Administrative objects

Brumlovka Center building Alpha Microsoft

Author team:

Jan Aulík, Jakub Fišer, Veronika Müllerová

Cooperation:

Jan Kučera, Alena Jandová, Martin Zelenka

Engineer-in-Charge:

Zbyněk Ransdorf

interior designers:

ARWEN, s.r.o.

investor/developer:

Passerinvest Group

Photos:

Ester Havlová, Radek Plíhal, Jan Kroupa, archiv atelieru

Realization:

6/2002 - 12/2003

Project description

ALFA was designed and built in the same way as other buildings to the Brumlovka Centrum according to the urbanistic plan developed for this area in 1993. This plan defined – within the broader area enclosed by streets 5. května, Baarova and Michelská – the method of development for the town’s specific central ring close to a civil structure-highway. The urbanistic scheme is designed across the usual categories of a block and detached development. Volumes of houses are mutually geometrically fixed together establishing shapes of huge open blocks with an internal environment, greenery, and parking areas. The old Brumlovka sports hall has been preserved unchanged landscaped in order to include it with the complex.
The concept of the ALFA building is influenced by very busy streets – Vyskočilova and 5. května – more so than other buildings in the Brumlovka Centrum; 5. května street with an exit ramp of a highway character and at a sharp angle of crossing with Vyskočilova establishes a residual area, which is a typical feature of civil structures outside a city defined by the sharp intersection with Vykočilova (street) and two different levels of both roads. It was the need to define the building in terms of the highway, against its lines determining the building‘s outline the highway had never reckoned with, which was so important in the course of searching for the form of the building. The turf on the highway‘s slope hiding a part of the building establishes a reducing element between the town and out-of-town environment.
The ALFA building is the smallest of all buildings in the Brumlovka Centrum complex. Its shorter side faces Vyskočilova where the main entrance from the street lies. The building has three basements and eight aboveground stories. The top story is partly the technical back-of-house; a terrace and roof garden are also here. The roof garden on Alpha is not merely a casual design solution for the percentage of greenery designed to satisfy authorities, but is genuinely a place for staying among the somewhat amusing conifers. The capacity of the building’s office part is prepared for approximately 960 people. The basements house an underground garage and part of the technology rooms.
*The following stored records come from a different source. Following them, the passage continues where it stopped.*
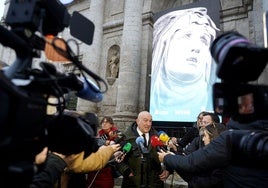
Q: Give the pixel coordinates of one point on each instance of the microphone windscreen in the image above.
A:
(155, 141)
(139, 140)
(127, 147)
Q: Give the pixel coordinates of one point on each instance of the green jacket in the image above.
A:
(135, 160)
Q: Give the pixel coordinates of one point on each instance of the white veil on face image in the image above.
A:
(182, 70)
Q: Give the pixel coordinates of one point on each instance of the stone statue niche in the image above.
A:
(113, 60)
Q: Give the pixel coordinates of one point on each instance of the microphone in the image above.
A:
(140, 142)
(157, 143)
(89, 91)
(163, 137)
(127, 147)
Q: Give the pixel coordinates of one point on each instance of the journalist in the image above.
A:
(240, 151)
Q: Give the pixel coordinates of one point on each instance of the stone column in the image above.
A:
(92, 57)
(130, 62)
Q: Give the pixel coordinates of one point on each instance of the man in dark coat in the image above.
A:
(241, 153)
(141, 166)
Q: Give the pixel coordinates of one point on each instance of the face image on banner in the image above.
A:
(183, 71)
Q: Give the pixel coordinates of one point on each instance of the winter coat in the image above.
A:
(137, 161)
(235, 151)
(75, 175)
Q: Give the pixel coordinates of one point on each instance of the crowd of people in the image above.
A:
(202, 159)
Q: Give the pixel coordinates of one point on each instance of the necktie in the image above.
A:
(145, 140)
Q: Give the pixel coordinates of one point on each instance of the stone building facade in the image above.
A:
(125, 28)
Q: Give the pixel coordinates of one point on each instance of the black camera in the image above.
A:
(239, 62)
(25, 125)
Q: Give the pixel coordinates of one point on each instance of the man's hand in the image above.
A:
(41, 157)
(164, 175)
(162, 154)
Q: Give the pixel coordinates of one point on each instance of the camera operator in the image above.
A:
(53, 165)
(242, 150)
(219, 154)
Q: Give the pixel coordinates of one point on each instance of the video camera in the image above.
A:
(25, 125)
(240, 62)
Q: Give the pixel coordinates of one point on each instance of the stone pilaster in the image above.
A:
(92, 57)
(130, 63)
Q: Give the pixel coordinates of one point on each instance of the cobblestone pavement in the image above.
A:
(173, 181)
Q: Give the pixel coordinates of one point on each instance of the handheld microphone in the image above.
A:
(140, 142)
(157, 143)
(127, 147)
(89, 91)
(163, 137)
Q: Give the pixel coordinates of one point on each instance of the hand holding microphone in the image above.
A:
(140, 142)
(157, 143)
(127, 147)
(166, 139)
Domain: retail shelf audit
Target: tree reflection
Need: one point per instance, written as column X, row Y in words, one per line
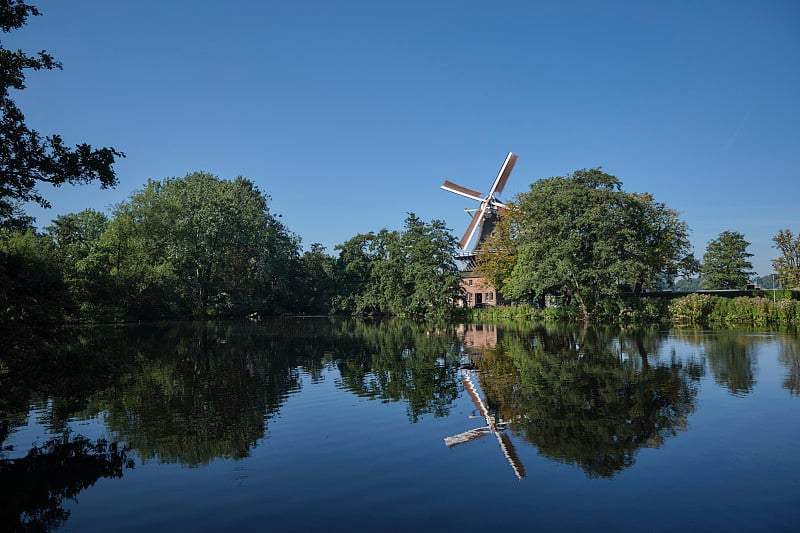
column 33, row 488
column 586, row 398
column 205, row 391
column 731, row 360
column 57, row 372
column 401, row 362
column 789, row 356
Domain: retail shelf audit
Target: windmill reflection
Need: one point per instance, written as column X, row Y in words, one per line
column 476, row 338
column 493, row 425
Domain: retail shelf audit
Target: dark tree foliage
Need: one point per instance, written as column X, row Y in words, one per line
column 26, row 157
column 579, row 401
column 725, row 263
column 34, row 487
column 410, row 273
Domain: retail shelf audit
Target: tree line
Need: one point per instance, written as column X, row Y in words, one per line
column 583, row 241
column 203, row 246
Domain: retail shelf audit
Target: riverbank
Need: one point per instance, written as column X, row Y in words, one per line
column 781, row 308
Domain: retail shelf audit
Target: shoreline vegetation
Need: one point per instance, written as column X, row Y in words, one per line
column 779, row 307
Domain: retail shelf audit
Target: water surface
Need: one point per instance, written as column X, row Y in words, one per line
column 321, row 424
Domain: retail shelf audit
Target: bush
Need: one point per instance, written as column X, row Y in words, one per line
column 761, row 310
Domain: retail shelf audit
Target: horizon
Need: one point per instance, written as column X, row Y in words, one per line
column 349, row 117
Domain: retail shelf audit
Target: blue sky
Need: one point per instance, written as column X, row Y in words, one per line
column 351, row 114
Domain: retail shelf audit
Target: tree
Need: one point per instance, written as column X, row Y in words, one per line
column 409, row 273
column 583, row 238
column 497, row 256
column 76, row 237
column 25, row 156
column 725, row 264
column 787, row 266
column 31, row 283
column 200, row 245
column 316, row 282
column 429, row 269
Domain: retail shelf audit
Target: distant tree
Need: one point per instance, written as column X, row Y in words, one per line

The underground garage is designed as an inclining spiral forming a ramp for downward traffic.
We designed the central internal courtyard bringing daylight inside the building based on our former experience with the opposite bldg. “C” where we had partly lost this space due to poorly assessed ways of tenants’ reasoning (there were open circulation areas along the courtyard the tenants closed by additional glazing). The courtyard’s conical shape was selected in order to bring daylight to the lower stories.
The structural system is a reinforced concrete frame with one speciality – inclining columns enabling the north façade to recede on each floor. This short façade forming the building’s portal features a more complicated fully glazed envelope; the other two façades with horizontal windows are simply clad in TiZn shingles using welts for jointing. For ending this cladding at façade corners more precise panels of the same material were used for bordering.
The architectural interior design focused on the entrance lobby, the courtyard with a coffee bar and a canteen and common areas featuring the individual designs and elements of the architects.
Leased offices are absolutely universal open plan layouts intended for various arrangements by tenants.